60

Larry was the last to board. He no longer had Charlie leaning on his shoulder and would be flying not over the ocean but over the mountains and valleys between Bogotá and Medellín. His anxiety increased as the minutes passed and the distance shrank.

In the first-class cabin there were twelve seats that were already occupied. Charlie wasn’t in any of them. He walked to the back, scanning the seat numbers and looking at the passengers, hoping to find her, reassured knowing he probably wouldn’t. He reached 24A, his assigned window seat. She’s not here, he said to himself sadly. She’s not here, he repeated, relieved. Charlie’s face began to dissolve in a fog, the way things do at the start of a magic spell.

What if I didn’t recognize her? And what if she didn’t recognize me either and we’re now traveling on the same plane like two strangers? . . . 

The crew announced that the door was closing. The flight attendants walked up and down, preparing for takeoff. The pilot spoke, his neighbor crossed herself, a flight attendant spoke, and a child cried at the top of his lungs. Larry put on his headphones, but he didn’t know what music he wanted to listen to, what would be fitting for the moment, since he didn’t even know what sort of moment he was experiencing.

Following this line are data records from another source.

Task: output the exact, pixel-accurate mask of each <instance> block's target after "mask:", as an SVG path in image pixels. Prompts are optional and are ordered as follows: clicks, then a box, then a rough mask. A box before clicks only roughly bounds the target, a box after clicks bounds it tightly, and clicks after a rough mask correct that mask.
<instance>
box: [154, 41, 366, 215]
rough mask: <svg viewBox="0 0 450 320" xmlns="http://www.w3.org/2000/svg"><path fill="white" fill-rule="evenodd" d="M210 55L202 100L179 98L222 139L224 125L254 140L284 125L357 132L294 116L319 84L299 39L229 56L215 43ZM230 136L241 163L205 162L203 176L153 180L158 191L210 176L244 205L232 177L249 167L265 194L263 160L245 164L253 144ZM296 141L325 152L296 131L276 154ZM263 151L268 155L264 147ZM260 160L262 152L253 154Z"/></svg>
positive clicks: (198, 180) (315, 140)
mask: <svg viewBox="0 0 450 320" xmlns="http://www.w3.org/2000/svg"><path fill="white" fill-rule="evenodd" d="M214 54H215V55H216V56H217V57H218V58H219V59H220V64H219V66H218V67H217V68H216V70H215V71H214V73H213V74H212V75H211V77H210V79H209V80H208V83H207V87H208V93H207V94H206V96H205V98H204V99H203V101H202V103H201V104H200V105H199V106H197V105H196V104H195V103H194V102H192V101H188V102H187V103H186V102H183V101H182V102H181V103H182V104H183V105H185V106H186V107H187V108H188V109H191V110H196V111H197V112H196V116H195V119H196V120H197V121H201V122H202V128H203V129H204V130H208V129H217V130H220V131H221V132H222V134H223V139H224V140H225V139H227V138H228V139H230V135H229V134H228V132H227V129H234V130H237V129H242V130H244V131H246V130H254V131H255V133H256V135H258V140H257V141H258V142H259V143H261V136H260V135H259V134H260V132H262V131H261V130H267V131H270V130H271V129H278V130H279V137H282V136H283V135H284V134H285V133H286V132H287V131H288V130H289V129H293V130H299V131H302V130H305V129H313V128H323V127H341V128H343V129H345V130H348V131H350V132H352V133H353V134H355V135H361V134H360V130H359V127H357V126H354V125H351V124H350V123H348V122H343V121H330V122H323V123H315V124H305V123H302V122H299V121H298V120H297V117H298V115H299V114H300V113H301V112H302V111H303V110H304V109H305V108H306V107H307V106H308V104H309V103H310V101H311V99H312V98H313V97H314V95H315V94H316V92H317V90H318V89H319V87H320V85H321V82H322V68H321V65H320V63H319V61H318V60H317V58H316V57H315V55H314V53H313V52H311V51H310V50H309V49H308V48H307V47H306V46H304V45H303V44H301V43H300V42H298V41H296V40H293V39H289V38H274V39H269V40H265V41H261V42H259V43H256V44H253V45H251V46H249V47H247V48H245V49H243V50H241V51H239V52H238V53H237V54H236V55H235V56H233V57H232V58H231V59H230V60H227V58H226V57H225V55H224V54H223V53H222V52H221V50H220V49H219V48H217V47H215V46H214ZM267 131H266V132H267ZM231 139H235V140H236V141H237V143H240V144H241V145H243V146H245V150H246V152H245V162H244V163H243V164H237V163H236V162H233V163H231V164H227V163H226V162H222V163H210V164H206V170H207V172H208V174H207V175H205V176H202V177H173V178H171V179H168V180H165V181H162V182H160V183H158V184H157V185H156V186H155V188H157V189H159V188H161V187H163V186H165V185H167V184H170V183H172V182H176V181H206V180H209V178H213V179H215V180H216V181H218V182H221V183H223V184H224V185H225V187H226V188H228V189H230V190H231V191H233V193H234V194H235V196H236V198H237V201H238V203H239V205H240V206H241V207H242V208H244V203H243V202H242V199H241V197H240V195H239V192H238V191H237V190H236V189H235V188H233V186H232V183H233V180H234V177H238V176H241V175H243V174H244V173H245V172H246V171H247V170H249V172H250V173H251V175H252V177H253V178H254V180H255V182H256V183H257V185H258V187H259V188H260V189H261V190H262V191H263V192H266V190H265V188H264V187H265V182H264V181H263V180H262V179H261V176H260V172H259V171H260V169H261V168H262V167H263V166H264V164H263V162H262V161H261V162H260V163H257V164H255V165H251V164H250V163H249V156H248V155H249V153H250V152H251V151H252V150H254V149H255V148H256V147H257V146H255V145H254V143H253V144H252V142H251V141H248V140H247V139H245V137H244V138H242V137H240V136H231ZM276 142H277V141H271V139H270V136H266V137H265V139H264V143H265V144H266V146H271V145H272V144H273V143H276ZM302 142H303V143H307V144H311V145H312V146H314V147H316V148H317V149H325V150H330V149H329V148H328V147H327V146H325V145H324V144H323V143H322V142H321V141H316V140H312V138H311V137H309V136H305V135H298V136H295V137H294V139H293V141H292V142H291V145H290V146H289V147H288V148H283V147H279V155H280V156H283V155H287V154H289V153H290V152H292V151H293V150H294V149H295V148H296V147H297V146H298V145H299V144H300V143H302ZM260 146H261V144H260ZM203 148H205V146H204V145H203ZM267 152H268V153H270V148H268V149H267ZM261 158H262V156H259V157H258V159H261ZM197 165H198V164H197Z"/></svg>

The plane took off and pierced the clouds at a speed that defied reason. Larry stared out at the white sky, and the chaos of the city shrank away. Then he pushed his seat back as far as it would go, which wasn’t much. He considered sleeping for the thirty minutes, though it wouldn’t be enough to catch up on all the hours he’d been awake, but he didn’t want to become disconnected from places and names: Medellín, Fernanda, Julio, Pedro, El Poblado, Charlie. Especially her. He closed his eyes and let the music play at random. Anything that would also muffle the airplane engines.

Just as he felt himself starting to drift in his seat, afloat on exhaustion, the flight attendant offered him boxed juice, water, or coffee. Hating her, he accepted a cup of water. He looked out at the cushion of gray and white clouds, with a pale blanket above that hid the sky. He closed his eyes again, and mingling with the music he heard the names that were keeping him awake: Fernanda, Medellín, Pedro, Libardo, Julio, Charlie. Especially hers.

Suddenly, he felt as if he were falling and started in his seat. He clutched the armrests. He thought they’d hit an air pocket or maybe he was falling like when a person is just dozing off. But the bump was only the call of the earth. Down below, very close now, were the mountains. Larry pressed his face against the window. The massive, dramatic peaks heralded the inevitable.